138 - Le « Petit Livre orange » ?
Par Jacques Favier le 10 mai 2023, 09:30 - de la nature philosophique de Bitcoin - Lien permanent
Une initiative récente et bien intentionnée, visant à donner la célèbre pilule orange aux parlementaires européens que l'on suppose (non sans quelques indices) plus prompts à réglementer ou à condamner Bitcoin qu'à le comprendre, a mis en ligne une levée de fonds de 40 millions de satoshis pour offrir à chacun un exemplaire d'un livre réputé capable de les déniaiser, les éclairer et les séduire.
En l'occurence le choix des promoteurs de cette initiative s'est porté sur L'étalon Bitcoin, ouvrage de M. Saifedean Ammous dont j'ai déjà rendu compte ici et qui offre, à leurs yeux, le double avantage d'avoir été traduit dans 18 des 24 langues de l'UE et d'être considéré comme la référence
.
L'argumentation m'a provoqué et je me suis risqué à avouer mes réserves par un message sur Twitter : Je vais être honnête. Si je n'avais pas évolué moi-même antérieurement (lectures, rencontres, expériences diverses et réflexion personnelle) et que j'avais découvert Bitcoin par le livre de S. Ammous, il m'en aurait éloigné. Vraiment
.
Comme cela arrive fatalement sur les réseaux sociaux, le débat a rapidement tourné au vinaigre.
Un ami, Sébastien Gouspillou, patron du groupe de mining BBGS, tout en comprenant le choix du livre de S. Ammous, a eu la gentillesse de suggérer que celui qu'Adli Takkal Bataille et moi avions commis (La monnaie acéphale) aurait été un choix plus approprié.

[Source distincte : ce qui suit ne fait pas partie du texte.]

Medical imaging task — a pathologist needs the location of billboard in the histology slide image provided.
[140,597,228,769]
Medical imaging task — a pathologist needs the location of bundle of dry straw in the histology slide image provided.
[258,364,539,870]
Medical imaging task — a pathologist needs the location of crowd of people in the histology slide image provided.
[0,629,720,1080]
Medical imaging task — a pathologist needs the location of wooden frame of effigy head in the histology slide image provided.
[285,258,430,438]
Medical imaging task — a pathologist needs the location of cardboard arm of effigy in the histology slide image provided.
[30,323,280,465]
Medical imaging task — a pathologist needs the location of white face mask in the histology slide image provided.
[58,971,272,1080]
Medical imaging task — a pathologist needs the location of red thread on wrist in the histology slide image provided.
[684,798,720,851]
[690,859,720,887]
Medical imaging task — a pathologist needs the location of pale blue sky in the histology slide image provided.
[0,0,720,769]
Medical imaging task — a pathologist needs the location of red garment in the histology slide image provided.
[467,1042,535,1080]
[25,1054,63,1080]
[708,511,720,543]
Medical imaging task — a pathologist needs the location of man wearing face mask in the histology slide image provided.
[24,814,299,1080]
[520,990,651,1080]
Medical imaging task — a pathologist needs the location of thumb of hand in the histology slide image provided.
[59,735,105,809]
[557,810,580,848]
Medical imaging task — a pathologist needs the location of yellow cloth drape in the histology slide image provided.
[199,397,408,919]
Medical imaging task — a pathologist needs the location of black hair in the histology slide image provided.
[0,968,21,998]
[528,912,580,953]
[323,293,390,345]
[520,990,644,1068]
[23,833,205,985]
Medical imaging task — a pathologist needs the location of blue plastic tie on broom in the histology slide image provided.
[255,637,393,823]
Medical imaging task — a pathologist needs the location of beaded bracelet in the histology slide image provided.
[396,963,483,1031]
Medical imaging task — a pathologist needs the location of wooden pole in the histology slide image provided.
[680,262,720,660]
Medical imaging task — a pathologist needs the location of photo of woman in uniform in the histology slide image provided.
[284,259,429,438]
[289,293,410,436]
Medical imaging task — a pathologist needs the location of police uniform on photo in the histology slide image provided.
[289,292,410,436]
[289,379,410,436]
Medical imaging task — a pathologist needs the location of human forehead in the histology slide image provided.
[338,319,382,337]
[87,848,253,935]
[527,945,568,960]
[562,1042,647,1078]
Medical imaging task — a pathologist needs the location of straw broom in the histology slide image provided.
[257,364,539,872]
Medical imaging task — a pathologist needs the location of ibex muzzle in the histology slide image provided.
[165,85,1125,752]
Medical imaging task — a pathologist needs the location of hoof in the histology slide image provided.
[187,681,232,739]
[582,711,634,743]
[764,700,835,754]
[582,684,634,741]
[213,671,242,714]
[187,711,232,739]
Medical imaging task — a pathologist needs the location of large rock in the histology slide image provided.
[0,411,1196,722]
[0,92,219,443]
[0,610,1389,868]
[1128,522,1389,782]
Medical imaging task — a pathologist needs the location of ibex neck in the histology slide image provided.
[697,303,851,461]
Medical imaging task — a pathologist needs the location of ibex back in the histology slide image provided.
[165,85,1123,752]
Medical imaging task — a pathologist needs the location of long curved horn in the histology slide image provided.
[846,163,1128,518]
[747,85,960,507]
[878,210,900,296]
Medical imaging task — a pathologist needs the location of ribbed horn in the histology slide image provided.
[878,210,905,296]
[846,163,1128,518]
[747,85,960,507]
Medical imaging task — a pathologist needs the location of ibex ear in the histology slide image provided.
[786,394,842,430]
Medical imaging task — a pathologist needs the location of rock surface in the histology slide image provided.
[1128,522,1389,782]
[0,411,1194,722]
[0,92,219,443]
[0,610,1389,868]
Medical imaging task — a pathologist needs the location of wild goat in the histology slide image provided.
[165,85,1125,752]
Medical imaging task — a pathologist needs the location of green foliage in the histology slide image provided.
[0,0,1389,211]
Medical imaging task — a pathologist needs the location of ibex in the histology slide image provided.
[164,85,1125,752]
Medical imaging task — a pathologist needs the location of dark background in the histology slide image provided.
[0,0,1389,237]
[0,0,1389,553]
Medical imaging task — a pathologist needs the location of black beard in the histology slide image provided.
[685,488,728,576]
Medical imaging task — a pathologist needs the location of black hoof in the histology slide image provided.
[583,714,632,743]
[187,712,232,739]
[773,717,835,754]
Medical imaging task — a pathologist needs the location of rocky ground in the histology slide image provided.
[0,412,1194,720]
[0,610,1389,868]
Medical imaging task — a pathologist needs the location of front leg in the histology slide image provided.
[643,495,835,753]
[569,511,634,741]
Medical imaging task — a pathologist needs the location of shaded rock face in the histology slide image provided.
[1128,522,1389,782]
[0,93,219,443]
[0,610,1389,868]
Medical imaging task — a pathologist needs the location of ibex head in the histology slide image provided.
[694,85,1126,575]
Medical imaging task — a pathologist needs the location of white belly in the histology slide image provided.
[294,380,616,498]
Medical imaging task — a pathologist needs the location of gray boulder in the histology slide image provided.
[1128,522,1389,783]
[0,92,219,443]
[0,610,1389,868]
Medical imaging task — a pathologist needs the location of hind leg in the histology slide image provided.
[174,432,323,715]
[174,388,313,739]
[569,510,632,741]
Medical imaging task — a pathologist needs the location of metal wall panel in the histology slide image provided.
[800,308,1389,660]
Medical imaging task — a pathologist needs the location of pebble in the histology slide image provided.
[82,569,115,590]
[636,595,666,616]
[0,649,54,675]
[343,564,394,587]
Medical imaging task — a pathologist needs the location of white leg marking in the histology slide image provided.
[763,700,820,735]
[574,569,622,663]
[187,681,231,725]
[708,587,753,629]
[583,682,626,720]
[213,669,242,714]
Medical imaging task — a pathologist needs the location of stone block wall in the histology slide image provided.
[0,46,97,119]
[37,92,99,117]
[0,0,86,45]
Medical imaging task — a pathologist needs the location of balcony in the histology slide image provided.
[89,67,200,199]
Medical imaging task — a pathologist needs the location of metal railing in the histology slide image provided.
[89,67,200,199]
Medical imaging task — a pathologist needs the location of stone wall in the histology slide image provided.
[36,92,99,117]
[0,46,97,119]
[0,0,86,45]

Ceci m'oblige à répondre : je pense qu'offrir l'Acéphale (mais aussi le livre de Claire Balva et Alexandre Stachtchenko, par exemple) aurait peut-être été moins mauvais mais qu'il conviendra de s'interroger sur la démarche, indépendamment du choix du livre offert. L'ouvrage L'étalon Bitcoin tend à acquérir un statut spécifique, celui d'un livre canonique sinon saint aux yeux de beaucoup. Je pressentais qu'il devenait difficile de le critiquer et, tout en découvrant que j'étais loin d'être le seul sur la réserve, je n'ai pas été détrompé.
Pourtant, sans dire (comme cela a été écrit sur Twitter) que ce livre est chiant je pense qu'il critique bien davantage le système de la monnaie fiat qu'il ne présente Bitcoin, qu'il flatte ceux des bitcoineurs qui ont besoin de réassurance et hérisse les autres au lieu de susciter réellement la curiosité.
J'ai écrit que ce livre (qui a ses ardents défenseurs!) a évidemment de réelles qualités, que je suis assez séduit par son modèle stock sur flux
(en lui reprochant principalement de ne pas l'appliquer avec rigueur et notamment de ne souffler un seul mot de l'arrivée d'or et d'argent des Amériques) et que je suis d'accord avec plusieurs de ses thèses.
Mais j'ai critiqué aussi, dans mon CR comme dans La Monnaie à Pétales (ch 7, que les moins courageux peuvent écouter ici) :
- l'usage désinvolte que cet économiste (tout comme ceux du camp d'en face, d'ailleurs !) fait de l'histoire,
- bien des traits forcés et un esprit de système poussé jusqu'au ridicule,
- une psychologie sous-jacente décrite comme pratiquement universelle alors que je ne m'y reconnais point et ne dois pas être le seul,
- un ton (et parfois un argumentaire) complotistes,
- et enfin, malheureusement, des procédés d'attaque ad hominem indignes.
Les réactions que j'ai suscitées sur Twitter laisseraient croire que ceux qui n’aiment pas ce livre prouvent seulement qu'ils ne savent pas lire ou, pire encore, qu'ils ne sont pas assez autrichiens.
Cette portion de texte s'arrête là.